Enterokinase is a protease of the intestinal brush border that specifically cleaves trypsinogen to yield active trypsin, which then cleaves and activates other pancreatic zymogens. This regulatory mechanism confines the activity of digestive hydrolases to the gut. Enterokinase appears to be conserved among all vertebrates, and congenital deficiency causes intestinal malabsorption. In preliminary studies the structures of bovine, human, and murine enterokinase were determined by cDNA cloning. These clones were employed to localize the enterokinase gene to chromosome 21q, to demonstrate enterokinase expression specifically in small intestine, and to express recombinant enterokinase in E. coli. Rabbit polyclonal antibodies were prepared to recombinant enterokinase. These results provide the means to address the biosynthesis, regulation, and structure-function relationships of this ancient, essential protease.

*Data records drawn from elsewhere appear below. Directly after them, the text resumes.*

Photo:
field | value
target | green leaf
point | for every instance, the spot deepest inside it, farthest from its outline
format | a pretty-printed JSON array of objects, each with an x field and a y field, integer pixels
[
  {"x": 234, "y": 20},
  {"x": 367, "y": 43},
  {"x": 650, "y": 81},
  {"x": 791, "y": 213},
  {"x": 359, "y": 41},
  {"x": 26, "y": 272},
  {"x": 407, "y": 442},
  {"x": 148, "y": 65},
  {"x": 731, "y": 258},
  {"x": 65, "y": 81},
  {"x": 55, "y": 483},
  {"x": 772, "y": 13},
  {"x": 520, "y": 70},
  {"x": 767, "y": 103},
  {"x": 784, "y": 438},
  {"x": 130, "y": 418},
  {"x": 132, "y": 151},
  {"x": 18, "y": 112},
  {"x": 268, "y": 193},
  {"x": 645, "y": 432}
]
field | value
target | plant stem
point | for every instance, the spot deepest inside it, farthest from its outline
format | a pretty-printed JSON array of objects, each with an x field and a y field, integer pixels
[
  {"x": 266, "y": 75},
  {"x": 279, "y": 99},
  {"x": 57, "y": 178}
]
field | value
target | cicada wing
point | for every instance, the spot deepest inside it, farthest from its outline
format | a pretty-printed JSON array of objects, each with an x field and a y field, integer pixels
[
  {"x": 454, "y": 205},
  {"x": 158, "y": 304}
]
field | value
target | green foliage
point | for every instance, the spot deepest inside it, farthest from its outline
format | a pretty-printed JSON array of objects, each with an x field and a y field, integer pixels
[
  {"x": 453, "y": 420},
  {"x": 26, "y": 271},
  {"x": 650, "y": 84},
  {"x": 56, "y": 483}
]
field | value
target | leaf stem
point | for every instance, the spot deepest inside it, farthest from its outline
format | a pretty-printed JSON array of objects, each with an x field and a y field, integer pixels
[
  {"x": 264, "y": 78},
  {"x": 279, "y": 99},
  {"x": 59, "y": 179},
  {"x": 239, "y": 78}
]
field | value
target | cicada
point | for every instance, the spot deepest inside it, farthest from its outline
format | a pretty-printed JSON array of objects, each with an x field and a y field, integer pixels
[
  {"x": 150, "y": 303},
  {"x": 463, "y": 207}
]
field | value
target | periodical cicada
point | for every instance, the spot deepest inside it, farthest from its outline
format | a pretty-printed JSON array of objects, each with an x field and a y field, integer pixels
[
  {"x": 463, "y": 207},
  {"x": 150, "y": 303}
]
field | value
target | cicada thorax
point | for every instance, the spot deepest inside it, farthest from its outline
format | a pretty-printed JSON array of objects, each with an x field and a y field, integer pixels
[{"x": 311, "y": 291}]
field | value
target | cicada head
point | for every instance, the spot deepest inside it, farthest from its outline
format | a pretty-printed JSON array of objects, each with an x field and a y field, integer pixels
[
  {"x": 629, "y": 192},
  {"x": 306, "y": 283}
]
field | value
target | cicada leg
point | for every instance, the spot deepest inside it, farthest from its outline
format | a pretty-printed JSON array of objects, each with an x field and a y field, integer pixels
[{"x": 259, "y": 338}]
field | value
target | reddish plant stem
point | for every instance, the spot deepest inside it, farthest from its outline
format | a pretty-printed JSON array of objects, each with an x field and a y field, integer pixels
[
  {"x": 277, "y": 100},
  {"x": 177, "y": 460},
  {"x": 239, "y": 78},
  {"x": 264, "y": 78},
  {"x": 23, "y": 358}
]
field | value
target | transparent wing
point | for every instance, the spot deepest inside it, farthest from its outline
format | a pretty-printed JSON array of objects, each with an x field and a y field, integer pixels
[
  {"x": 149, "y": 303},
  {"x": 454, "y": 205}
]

Specific Aim 1 is to define the biosynthesis and intracellular targeting of enterokinase. Active two-chain enterokinase is derived by proteolysis of a single-chain precursor, and both chains are extensively glycosylated. The amino-terminal heavy chain is a mosaic of domains found in otherwise unrelated proteins. The carboxyl-terminal light chain is homologous to trypsin-like serine proteases. Membrane association may be mediated by a signal-anchor sequence near the amino-terminus, which may be N- myristoylated. The mechanism of enterokinase delivery to the apical brush border of enterocytes has not been defined. The intracellular processing and sorting of enterokinase will be characterized in cell lines transfected with full-length bovine enterokinase, and in cultured mouse duodenal mucosa.
Specific Aim 2 is to determine the mechanism of proenterokinase activation. The identity of the protease that cleaves and activates enterokinase is not known. The sequence surrounding the amino- terminal Ile of the bovine light chain (Pro-Lys-Ile-Val-Gly) suggests that enterokinase may be activated by trypsin, and the structure of the catalytic domain suggests that proenterokinase may have limited intrinsic activity toward trypsinogen. Alternatively, enterokinase activation may require a separate cofactor or cleavage by a novel protease. These models will be distinguished by kinetic characterization of recombinant wild-type and mutant enterokinase. These studies will determine how the activation of enterokinase is initiated and sustained, thereby filling a critical gap in our understanding of how digestive enzymes are regulated in vivo.
Specific Aim 3 is to determine the structural basis of enterokinase substrate specificity. Enterokinase specifically cleaves substrates that resemble the trypsinogen activation peptide, Val-Asp-Asp-Asp-Asp-Lys, but enterokinase binds trypsinogen approximately 100-fold more avidly than similar model peptides. This remarkable specificity for trypsinogen may be determined by both the light chain and the noncatalytic heavy chain. The contribution to substrate recognition of the enterokinase heavy chain, the light chain, and membrane association will be defined by kinetic studies, by selection of optimal substrates from substrate phage display libraries, and by x-ray crystallography.